Ballard Jennifer N M, Lajoie Gilles A, Yeung Ken K-C
Department of Biochemistry, The University of Western Ontario, London, Ontario, Canada.
J Chromatogr A. 2007 Jul 13;1156(1-2):101-10. doi: 10.1016/j.chroma.2006.12.025. Epub 2006 Dec 26.

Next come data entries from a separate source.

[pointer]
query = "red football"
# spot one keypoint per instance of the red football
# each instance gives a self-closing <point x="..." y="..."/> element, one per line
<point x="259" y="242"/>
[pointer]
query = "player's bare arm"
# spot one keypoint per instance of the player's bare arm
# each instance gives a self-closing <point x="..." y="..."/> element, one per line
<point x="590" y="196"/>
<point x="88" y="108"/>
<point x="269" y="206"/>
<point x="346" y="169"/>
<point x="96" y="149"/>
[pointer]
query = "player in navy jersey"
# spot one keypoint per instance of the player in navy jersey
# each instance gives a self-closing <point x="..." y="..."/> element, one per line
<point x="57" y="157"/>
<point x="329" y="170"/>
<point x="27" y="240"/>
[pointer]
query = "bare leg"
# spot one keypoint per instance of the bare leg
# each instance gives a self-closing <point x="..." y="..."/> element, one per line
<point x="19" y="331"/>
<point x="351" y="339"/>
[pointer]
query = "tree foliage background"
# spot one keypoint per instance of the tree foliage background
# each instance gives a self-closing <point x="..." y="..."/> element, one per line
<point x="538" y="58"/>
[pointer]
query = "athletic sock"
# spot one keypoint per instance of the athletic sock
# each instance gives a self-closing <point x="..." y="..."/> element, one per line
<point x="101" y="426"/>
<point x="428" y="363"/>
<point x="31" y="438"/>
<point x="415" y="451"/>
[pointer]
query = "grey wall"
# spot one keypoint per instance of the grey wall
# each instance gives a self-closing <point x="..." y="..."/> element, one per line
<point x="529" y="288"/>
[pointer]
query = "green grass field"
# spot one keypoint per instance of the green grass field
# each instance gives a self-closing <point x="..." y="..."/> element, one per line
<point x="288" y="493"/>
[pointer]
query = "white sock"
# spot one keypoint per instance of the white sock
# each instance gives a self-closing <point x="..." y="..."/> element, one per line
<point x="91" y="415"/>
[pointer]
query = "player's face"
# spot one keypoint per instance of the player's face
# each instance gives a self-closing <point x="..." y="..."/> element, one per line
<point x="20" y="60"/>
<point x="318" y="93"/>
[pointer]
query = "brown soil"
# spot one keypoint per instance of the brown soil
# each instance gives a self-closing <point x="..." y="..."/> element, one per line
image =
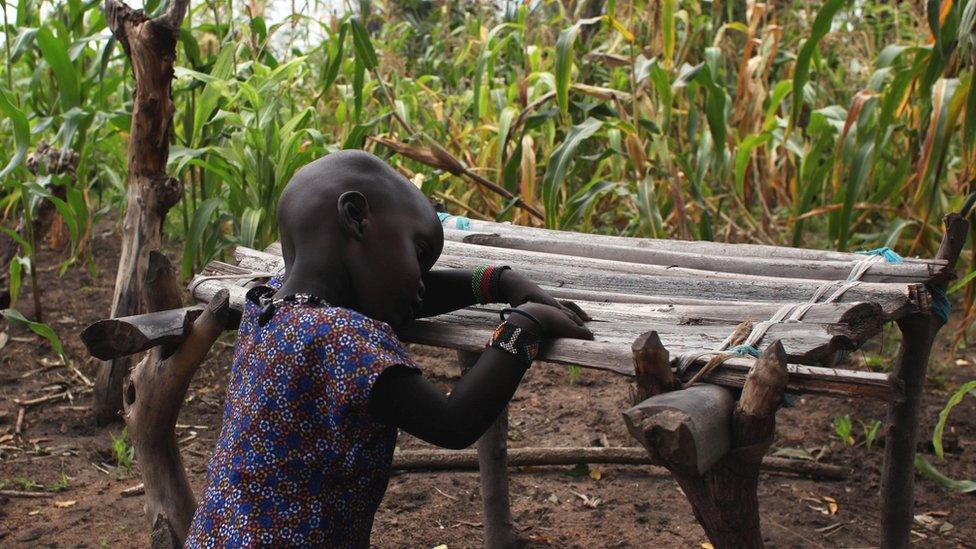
<point x="636" y="507"/>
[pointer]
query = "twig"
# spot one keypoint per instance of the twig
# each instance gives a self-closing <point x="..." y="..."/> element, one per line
<point x="19" y="426"/>
<point x="41" y="400"/>
<point x="137" y="490"/>
<point x="23" y="494"/>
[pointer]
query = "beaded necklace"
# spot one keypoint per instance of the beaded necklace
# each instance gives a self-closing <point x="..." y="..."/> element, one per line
<point x="268" y="305"/>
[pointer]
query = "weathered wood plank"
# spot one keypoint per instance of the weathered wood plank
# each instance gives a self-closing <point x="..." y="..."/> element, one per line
<point x="555" y="271"/>
<point x="712" y="248"/>
<point x="776" y="267"/>
<point x="700" y="329"/>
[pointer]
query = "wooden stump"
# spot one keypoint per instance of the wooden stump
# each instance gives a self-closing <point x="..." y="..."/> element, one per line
<point x="154" y="395"/>
<point x="493" y="471"/>
<point x="901" y="432"/>
<point x="713" y="451"/>
<point x="150" y="45"/>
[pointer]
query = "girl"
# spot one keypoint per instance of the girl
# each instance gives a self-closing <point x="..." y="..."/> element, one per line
<point x="320" y="383"/>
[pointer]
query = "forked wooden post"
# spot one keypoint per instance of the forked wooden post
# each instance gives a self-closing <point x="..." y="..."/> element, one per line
<point x="493" y="469"/>
<point x="150" y="45"/>
<point x="713" y="451"/>
<point x="918" y="334"/>
<point x="153" y="396"/>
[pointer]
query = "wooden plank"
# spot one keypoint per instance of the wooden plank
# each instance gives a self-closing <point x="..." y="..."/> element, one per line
<point x="806" y="343"/>
<point x="778" y="267"/>
<point x="862" y="316"/>
<point x="712" y="248"/>
<point x="555" y="271"/>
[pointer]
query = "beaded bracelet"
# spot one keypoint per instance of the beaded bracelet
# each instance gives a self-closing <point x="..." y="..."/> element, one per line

The ionization of phosphorylated peptides in positive ion mode mass spectrometry is generally less efficient compared with the ionization of their non-phosphorylated counterparts. This can make phosphopeptides much more difficult to detect. One way to enhance the detection of phosphorylated proteins and peptides is by selectively isolating these species. Current approaches of phosphopeptide isolation are based on the favorable interactions of phosphate groups with immobilized metals. While these methods can be effective in the extraction, they can lead to incomplete sample recovery, particularly for the most strongly bound multiply phosphorylated components. A non-sorptive method of phosphopeptide isolation using capillary electrophoresis (CE) was recently reported [Zhang et al., Anal. Chem. 77 (2005) 6078]. The relatively low isoelectric points of phosphopeptides cause them to remain anionic at acidic sample pH. Hence, they can be selectively injected into the capillary by an applied field after the electroosmotic flow (EOF) is suppressed. The technique was previously coupled with matrix-assisted laser desorption/ionization mass spectrometry (MALDI-MS). In this work, the exploitation of selective sampling in conjugation with electrospray ionization mass spectrometry (ESI-MS) is presented. The transition was not immediately straightforward. A number of major alterations were necessary for ESI interfacing. These adaptations include the choice of a suitable capillary coating for EOF control and the incorporation of organic solvent for efficient ESI. As expected, selective injection of phosphopeptides greatly enhanced the sensitivity of their detection in ESI-MS, particularly for the multiply phosphorylated species that were traditionally most problematic. Furthermore, an electrophoretic separation subsequent to the selective injection of the phosphopeptides was performed prior to analysis by ESI-MS. This allowed us to resolve the multiply phosphorylated peptides present in the samples, predominantly based on the number of phosphorylation sites on the peptides.
在正离子模式质谱分析中,磷酸化肽段的离子化效率通常比其非磷酸化对应物的离子化效率低。这使得磷酸化肽段的检测难度大大增加。增强磷酸化蛋白质和肽段检测的一种方法是选择性地分离这些物质。目前磷酸化肽段的分离方法基于磷酸基团与固定化金属的良好相互作用。虽然这些方法在提取方面可能有效,但它们可能导致样品回收不完全,特别是对于结合最紧密的多重磷酸化成分。最近报道了一种使用毛细管电泳(CE)进行磷酸化肽段分离的非吸附方法[Zhang等人,《分析化学》77(2005)6078]。磷酸化肽段相对较低的等电点使其在酸性样品pH下保持阴离子状态。因此,在电渗流(EOF)被抑制后,可以通过施加电场将它们选择性地注入毛细管中。该技术先前与基质辅助激光解吸/电离质谱(MALDI-MS)联用。在这项工作中,展示了结合电喷雾电离质谱(ESI-MS)利用选择性采样的方法。这种转变并非一蹴而就。对于ESI接口需要进行一些重大改变。这些调整包括选择合适的毛细管涂层以控制EOF以及加入有机溶剂以实现高效的ESI。正如预期的那样,磷酸化肽段的选择性注入极大地提高了它们在ESI-MS中的检测灵敏度,特别是对于传统上最成问题的多重磷酸化物种。此外,在通过ESI-MS分析之前,对磷酸化肽段进行选择性注入后进行电泳分离。这使我们能够解析样品中存在的多重磷酸化肽段,主要是基于肽段上磷酸化位点的数量。